2) Bu karakter, yalnızca ve bariz bir şekilde toplumsal cinsiyet kimliği veya cinsel yönelimi üzerinden tanımlanmamalı. Heteroseksüel karakterleri birbirinden ayırt etmek için kullanılan, aynı kişilik özelliklerinden oluşmalı.
3) Bu karakterin öyküde öyle bir yeri olmalı ki öyküden çıkarılması, önemli bir kayba neden olmalı. Karakterin varlık amacı sadece olay örgüsüne renk katmak veya kentsel otantisite yaratmak olmamalı; başka bir deyişle LGBTİQ karakterinin varlığı, öykü için önemli ve gerekli olmalı.
Bir filmin LGBTİQ bir karakter içermesinin, onu LGBTİQ duyarlı yapmadığı gerçeği üzerinden tasarlanan bu test, bir çeşit filtreleme mekanizması oluşturuyor; bu sistematizasyon seyirciye de kolaylık sağlıyor.

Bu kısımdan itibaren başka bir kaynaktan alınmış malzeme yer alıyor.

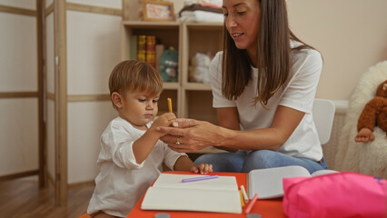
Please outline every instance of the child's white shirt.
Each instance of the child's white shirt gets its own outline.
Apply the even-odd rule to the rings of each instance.
[[[146,124],[149,128],[152,123]],[[133,154],[133,144],[145,131],[138,130],[121,117],[112,120],[101,136],[101,151],[95,189],[87,208],[126,217],[140,197],[163,171],[163,162],[174,169],[176,160],[185,154],[177,153],[158,141],[148,157],[140,164]]]

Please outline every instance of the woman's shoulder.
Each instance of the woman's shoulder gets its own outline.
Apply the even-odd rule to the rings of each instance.
[[[301,45],[301,44],[300,44]],[[293,49],[292,51],[293,64],[322,64],[322,57],[319,51],[313,48]]]

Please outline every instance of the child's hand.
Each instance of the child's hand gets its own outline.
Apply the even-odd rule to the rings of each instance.
[[[190,171],[195,173],[206,174],[213,172],[213,164],[199,164],[191,167]]]
[[[164,135],[165,134],[160,133],[158,131],[155,131],[157,126],[171,126],[172,123],[176,119],[176,116],[174,113],[165,113],[162,115],[160,115],[155,121],[154,121],[154,124],[152,124],[152,126],[150,129],[154,130],[158,134],[160,134],[160,137]]]

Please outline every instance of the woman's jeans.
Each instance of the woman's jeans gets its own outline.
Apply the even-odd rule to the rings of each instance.
[[[213,172],[249,173],[255,169],[266,169],[279,166],[300,165],[310,173],[327,169],[325,159],[315,162],[303,157],[293,157],[271,150],[253,152],[240,150],[237,153],[215,153],[200,156],[195,164],[203,163],[213,164]]]

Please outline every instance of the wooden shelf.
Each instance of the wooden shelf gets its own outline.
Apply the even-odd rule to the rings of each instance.
[[[154,35],[165,47],[174,46],[179,52],[178,82],[164,83],[159,110],[166,111],[164,99],[171,97],[178,117],[190,117],[217,123],[213,108],[209,84],[188,81],[190,60],[195,53],[215,54],[223,46],[223,23],[181,23],[154,21],[122,22],[122,59],[130,56],[133,35]]]

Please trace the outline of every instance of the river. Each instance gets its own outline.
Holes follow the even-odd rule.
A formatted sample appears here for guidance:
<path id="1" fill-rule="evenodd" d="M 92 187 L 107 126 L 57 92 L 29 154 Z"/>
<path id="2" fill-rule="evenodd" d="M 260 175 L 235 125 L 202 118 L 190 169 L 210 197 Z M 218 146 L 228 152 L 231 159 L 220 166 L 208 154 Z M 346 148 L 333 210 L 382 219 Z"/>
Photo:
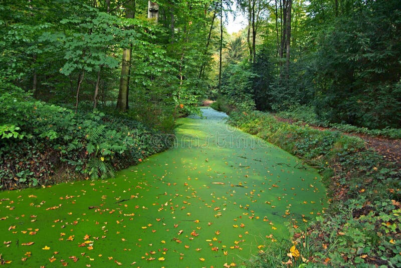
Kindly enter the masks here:
<path id="1" fill-rule="evenodd" d="M 0 193 L 6 266 L 239 266 L 320 213 L 316 170 L 202 111 L 115 178 Z"/>

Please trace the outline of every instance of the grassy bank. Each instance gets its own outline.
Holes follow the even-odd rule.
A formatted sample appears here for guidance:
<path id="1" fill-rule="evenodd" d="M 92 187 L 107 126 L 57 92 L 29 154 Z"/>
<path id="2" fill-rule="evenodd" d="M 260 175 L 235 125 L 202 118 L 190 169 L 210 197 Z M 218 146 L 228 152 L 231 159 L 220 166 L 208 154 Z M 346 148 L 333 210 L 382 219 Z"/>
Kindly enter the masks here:
<path id="1" fill-rule="evenodd" d="M 279 122 L 261 112 L 233 112 L 229 122 L 318 168 L 328 190 L 325 213 L 307 230 L 300 224 L 291 227 L 293 240 L 261 252 L 255 266 L 401 266 L 396 167 L 366 149 L 361 140 L 339 132 Z"/>
<path id="2" fill-rule="evenodd" d="M 105 178 L 169 148 L 173 136 L 129 114 L 73 110 L 0 84 L 0 189 Z M 105 110 L 105 111 L 106 110 Z"/>

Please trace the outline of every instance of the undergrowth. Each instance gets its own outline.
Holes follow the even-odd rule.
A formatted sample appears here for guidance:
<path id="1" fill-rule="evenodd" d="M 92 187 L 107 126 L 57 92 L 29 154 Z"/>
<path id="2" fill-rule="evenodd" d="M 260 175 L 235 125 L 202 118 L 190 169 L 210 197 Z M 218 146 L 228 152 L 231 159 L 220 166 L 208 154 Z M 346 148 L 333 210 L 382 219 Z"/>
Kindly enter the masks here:
<path id="1" fill-rule="evenodd" d="M 307 230 L 294 224 L 291 240 L 261 251 L 251 266 L 401 266 L 396 166 L 366 149 L 361 139 L 339 132 L 279 122 L 256 112 L 232 112 L 229 122 L 318 169 L 328 190 L 324 212 Z"/>
<path id="2" fill-rule="evenodd" d="M 129 114 L 75 114 L 4 82 L 0 94 L 0 189 L 112 176 L 172 144 Z"/>
<path id="3" fill-rule="evenodd" d="M 386 128 L 382 130 L 369 129 L 349 124 L 330 122 L 322 120 L 314 112 L 313 108 L 308 106 L 294 106 L 288 110 L 278 112 L 277 116 L 314 126 L 332 128 L 343 132 L 358 133 L 373 136 L 383 136 L 393 139 L 401 138 L 401 129 L 399 128 Z"/>

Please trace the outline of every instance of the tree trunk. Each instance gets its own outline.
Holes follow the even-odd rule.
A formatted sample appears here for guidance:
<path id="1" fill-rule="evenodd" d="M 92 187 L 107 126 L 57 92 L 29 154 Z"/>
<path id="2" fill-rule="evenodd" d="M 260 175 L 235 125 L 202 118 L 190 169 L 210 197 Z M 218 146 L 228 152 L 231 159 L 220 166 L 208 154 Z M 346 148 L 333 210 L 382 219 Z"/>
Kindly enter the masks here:
<path id="1" fill-rule="evenodd" d="M 335 16 L 338 16 L 338 0 L 335 0 L 334 2 L 334 14 Z"/>
<path id="2" fill-rule="evenodd" d="M 81 74 L 78 74 L 78 82 L 77 86 L 77 94 L 75 96 L 75 114 L 78 112 L 78 104 L 79 103 L 79 90 L 81 88 L 81 84 L 82 84 L 82 81 L 84 80 L 84 76 L 85 76 L 85 70 L 82 70 L 82 75 Z"/>
<path id="3" fill-rule="evenodd" d="M 277 51 L 276 56 L 278 56 L 280 53 L 280 38 L 279 38 L 278 10 L 277 10 L 277 0 L 276 0 L 276 34 L 277 36 Z"/>
<path id="4" fill-rule="evenodd" d="M 256 0 L 252 0 L 252 62 L 256 60 L 256 28 L 255 20 L 255 5 Z"/>
<path id="5" fill-rule="evenodd" d="M 252 26 L 252 12 L 251 10 L 251 0 L 248 0 L 248 32 L 247 33 L 247 42 L 249 48 L 249 62 L 252 62 L 252 56 L 254 54 L 252 52 L 252 43 L 251 42 L 251 27 Z"/>
<path id="6" fill-rule="evenodd" d="M 159 5 L 151 1 L 148 1 L 147 18 L 154 18 L 157 22 L 159 20 Z"/>
<path id="7" fill-rule="evenodd" d="M 97 72 L 97 80 L 96 80 L 96 86 L 95 87 L 95 94 L 93 94 L 93 110 L 96 108 L 97 106 L 97 96 L 99 95 L 99 85 L 100 84 L 100 74 L 102 72 L 102 66 L 100 66 L 99 71 Z"/>
<path id="8" fill-rule="evenodd" d="M 106 0 L 106 6 L 107 7 L 107 13 L 110 13 L 110 0 Z"/>
<path id="9" fill-rule="evenodd" d="M 213 24 L 215 22 L 215 18 L 216 18 L 216 10 L 215 10 L 213 12 L 213 18 L 212 18 L 212 24 L 210 26 L 210 30 L 209 30 L 209 35 L 208 36 L 208 41 L 206 42 L 206 47 L 205 48 L 205 52 L 204 53 L 204 55 L 205 55 L 205 57 L 208 54 L 208 48 L 209 48 L 209 44 L 210 44 L 210 40 L 211 37 L 212 36 L 212 32 L 213 30 Z M 202 74 L 204 72 L 204 70 L 205 70 L 205 60 L 203 62 L 202 62 L 202 65 L 200 66 L 200 70 L 199 72 L 199 76 L 198 76 L 198 78 L 200 79 L 202 77 Z"/>
<path id="10" fill-rule="evenodd" d="M 33 64 L 35 64 L 35 62 L 36 62 L 36 55 L 34 55 L 32 57 L 32 59 L 33 60 Z M 39 92 L 37 92 L 36 90 L 38 89 L 38 74 L 36 73 L 36 68 L 35 68 L 34 70 L 34 74 L 32 78 L 32 90 L 34 92 L 35 96 L 37 96 L 38 95 Z"/>
<path id="11" fill-rule="evenodd" d="M 220 0 L 220 60 L 219 67 L 219 93 L 222 92 L 222 58 L 223 51 L 223 0 Z"/>
<path id="12" fill-rule="evenodd" d="M 171 20 L 171 40 L 170 41 L 170 43 L 173 44 L 174 44 L 174 32 L 175 31 L 174 29 L 174 22 L 175 21 L 174 20 L 174 8 L 171 8 L 171 10 L 170 10 L 170 18 Z"/>
<path id="13" fill-rule="evenodd" d="M 287 8 L 287 22 L 286 22 L 286 33 L 287 34 L 286 52 L 286 78 L 287 80 L 290 76 L 290 48 L 291 46 L 291 9 L 292 8 L 292 0 L 287 0 L 288 6 Z"/>
<path id="14" fill-rule="evenodd" d="M 286 37 L 286 16 L 287 16 L 287 9 L 286 8 L 286 2 L 285 0 L 283 0 L 282 4 L 281 0 L 280 1 L 280 12 L 281 17 L 281 43 L 280 48 L 280 58 L 284 58 L 284 44 L 285 44 L 285 37 Z"/>
<path id="15" fill-rule="evenodd" d="M 135 18 L 135 1 L 130 0 L 126 4 L 125 17 L 128 18 Z M 117 108 L 125 111 L 128 109 L 128 94 L 129 92 L 129 76 L 131 72 L 131 57 L 132 46 L 124 48 L 121 61 L 121 74 L 120 78 L 120 90 L 117 99 Z"/>

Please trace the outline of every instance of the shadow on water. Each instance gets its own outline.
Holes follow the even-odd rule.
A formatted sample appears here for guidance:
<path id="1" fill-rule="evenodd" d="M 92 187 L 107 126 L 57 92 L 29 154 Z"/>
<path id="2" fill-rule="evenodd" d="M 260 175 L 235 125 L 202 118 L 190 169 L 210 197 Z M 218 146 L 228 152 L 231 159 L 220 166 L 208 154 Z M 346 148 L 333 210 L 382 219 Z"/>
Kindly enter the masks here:
<path id="1" fill-rule="evenodd" d="M 239 265 L 288 238 L 285 222 L 321 210 L 316 171 L 225 114 L 203 112 L 180 120 L 173 148 L 114 179 L 1 193 L 2 258 L 13 266 Z"/>

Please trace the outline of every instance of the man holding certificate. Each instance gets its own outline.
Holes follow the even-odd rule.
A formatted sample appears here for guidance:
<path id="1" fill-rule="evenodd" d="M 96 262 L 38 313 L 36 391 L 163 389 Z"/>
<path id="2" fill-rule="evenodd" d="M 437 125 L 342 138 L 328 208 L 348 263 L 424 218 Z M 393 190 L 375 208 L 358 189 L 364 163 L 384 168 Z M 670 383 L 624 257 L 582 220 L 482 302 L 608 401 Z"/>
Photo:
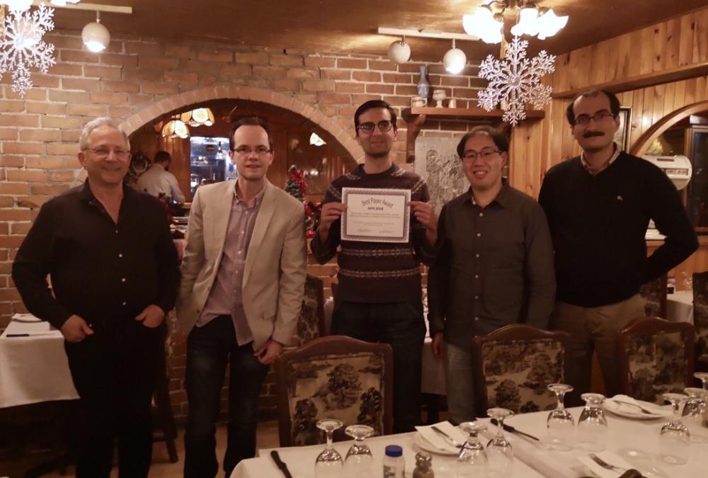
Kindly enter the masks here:
<path id="1" fill-rule="evenodd" d="M 364 164 L 330 185 L 312 249 L 324 264 L 341 246 L 332 334 L 393 348 L 394 432 L 401 433 L 420 421 L 426 334 L 420 264 L 434 256 L 438 217 L 423 179 L 391 158 L 396 120 L 380 100 L 357 109 Z"/>

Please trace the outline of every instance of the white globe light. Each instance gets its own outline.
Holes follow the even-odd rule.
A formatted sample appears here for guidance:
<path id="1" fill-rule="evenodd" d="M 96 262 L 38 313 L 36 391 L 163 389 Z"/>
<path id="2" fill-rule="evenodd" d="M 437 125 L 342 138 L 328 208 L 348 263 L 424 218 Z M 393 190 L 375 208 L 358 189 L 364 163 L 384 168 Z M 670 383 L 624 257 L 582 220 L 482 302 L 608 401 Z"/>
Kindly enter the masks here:
<path id="1" fill-rule="evenodd" d="M 411 45 L 399 40 L 389 45 L 389 59 L 394 63 L 405 63 L 411 57 Z"/>
<path id="2" fill-rule="evenodd" d="M 442 64 L 445 71 L 452 74 L 457 74 L 463 69 L 467 62 L 467 57 L 459 48 L 450 48 L 442 57 Z"/>
<path id="3" fill-rule="evenodd" d="M 93 22 L 84 27 L 84 30 L 81 30 L 81 40 L 86 48 L 98 53 L 108 46 L 108 43 L 110 42 L 110 33 L 98 22 Z"/>

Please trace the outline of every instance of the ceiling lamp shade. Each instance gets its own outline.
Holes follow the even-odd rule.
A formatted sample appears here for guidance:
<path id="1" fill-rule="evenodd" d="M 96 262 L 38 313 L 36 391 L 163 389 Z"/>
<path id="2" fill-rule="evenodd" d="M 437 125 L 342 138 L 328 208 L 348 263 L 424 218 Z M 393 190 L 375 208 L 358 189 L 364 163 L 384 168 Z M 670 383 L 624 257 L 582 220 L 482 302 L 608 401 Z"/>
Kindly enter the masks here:
<path id="1" fill-rule="evenodd" d="M 467 62 L 467 57 L 459 48 L 455 46 L 455 40 L 452 40 L 452 47 L 447 50 L 442 57 L 442 65 L 445 71 L 452 74 L 457 74 L 463 69 Z"/>
<path id="2" fill-rule="evenodd" d="M 110 42 L 110 33 L 101 24 L 98 12 L 96 13 L 96 21 L 87 23 L 84 27 L 84 30 L 81 30 L 81 40 L 86 48 L 94 53 L 102 52 L 108 46 L 108 43 Z"/>
<path id="3" fill-rule="evenodd" d="M 183 122 L 190 126 L 211 126 L 214 124 L 214 113 L 210 108 L 197 108 L 189 111 L 185 111 L 180 115 Z"/>

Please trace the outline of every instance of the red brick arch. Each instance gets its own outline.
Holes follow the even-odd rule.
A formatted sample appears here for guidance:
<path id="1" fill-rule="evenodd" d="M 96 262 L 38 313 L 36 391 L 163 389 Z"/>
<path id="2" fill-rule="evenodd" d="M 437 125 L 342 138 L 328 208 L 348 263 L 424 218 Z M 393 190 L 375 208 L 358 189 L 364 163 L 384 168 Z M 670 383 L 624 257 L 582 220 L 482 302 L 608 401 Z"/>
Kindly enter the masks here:
<path id="1" fill-rule="evenodd" d="M 171 111 L 190 105 L 219 99 L 260 101 L 296 113 L 310 120 L 330 133 L 355 160 L 358 162 L 362 160 L 363 152 L 356 140 L 352 136 L 350 126 L 348 125 L 343 125 L 336 120 L 326 116 L 321 111 L 312 105 L 308 105 L 292 96 L 251 86 L 217 85 L 179 93 L 154 103 L 131 115 L 121 123 L 121 127 L 130 136 L 143 125 Z"/>

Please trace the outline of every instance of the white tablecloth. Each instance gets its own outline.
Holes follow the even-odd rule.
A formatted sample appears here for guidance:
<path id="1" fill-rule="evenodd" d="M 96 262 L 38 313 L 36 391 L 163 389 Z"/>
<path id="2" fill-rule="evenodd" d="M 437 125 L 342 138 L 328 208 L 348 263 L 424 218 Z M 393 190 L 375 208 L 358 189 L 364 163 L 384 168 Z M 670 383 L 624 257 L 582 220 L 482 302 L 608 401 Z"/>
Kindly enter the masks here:
<path id="1" fill-rule="evenodd" d="M 693 324 L 692 290 L 682 290 L 666 296 L 666 318 L 673 322 Z"/>
<path id="2" fill-rule="evenodd" d="M 0 408 L 78 399 L 61 332 L 8 337 L 13 324 L 0 336 Z"/>

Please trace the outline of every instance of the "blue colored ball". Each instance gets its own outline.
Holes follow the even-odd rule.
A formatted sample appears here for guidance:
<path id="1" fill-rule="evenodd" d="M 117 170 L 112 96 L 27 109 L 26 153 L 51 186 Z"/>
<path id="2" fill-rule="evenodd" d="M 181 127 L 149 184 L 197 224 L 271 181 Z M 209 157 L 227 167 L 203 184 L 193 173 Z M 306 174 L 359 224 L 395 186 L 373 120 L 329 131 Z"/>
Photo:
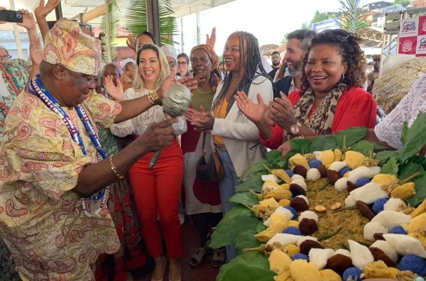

Vito Russo Testi, Bechdel Testi’nden ilham alınarak oluşturulmuş. Bechdel Testi ise ABD’li çizer Alison Bechdel tarafından hazırlanmış. Oldukça net ve basit bir kuraldan oluşuyor: “Birbirleriyle bir erkek dışında bir konu hakkında konuşan iki kadın karakterin var olma zorunluluğu.” Bu kuraldan ilk defa “Dykes to Watch Out For” (DTWOF) adlı çizgi roman serisinin, 1985 tarihli “The Rule” bölümünde söz ediliyor ve daha sonra kurala uyan filmler, gruplandırılıp listeleniyor.
Bu kadar yalın bir kurala dahi uymayan binlerce filmin farkındalığına varılması açısından çarpıcı bir özellik taşıyan bu test, sinema sektörünün kadına yönelik çarpık bakış açısını, sanat adı altında hayatlarımıza nasıl sunduğunu gösteriyor.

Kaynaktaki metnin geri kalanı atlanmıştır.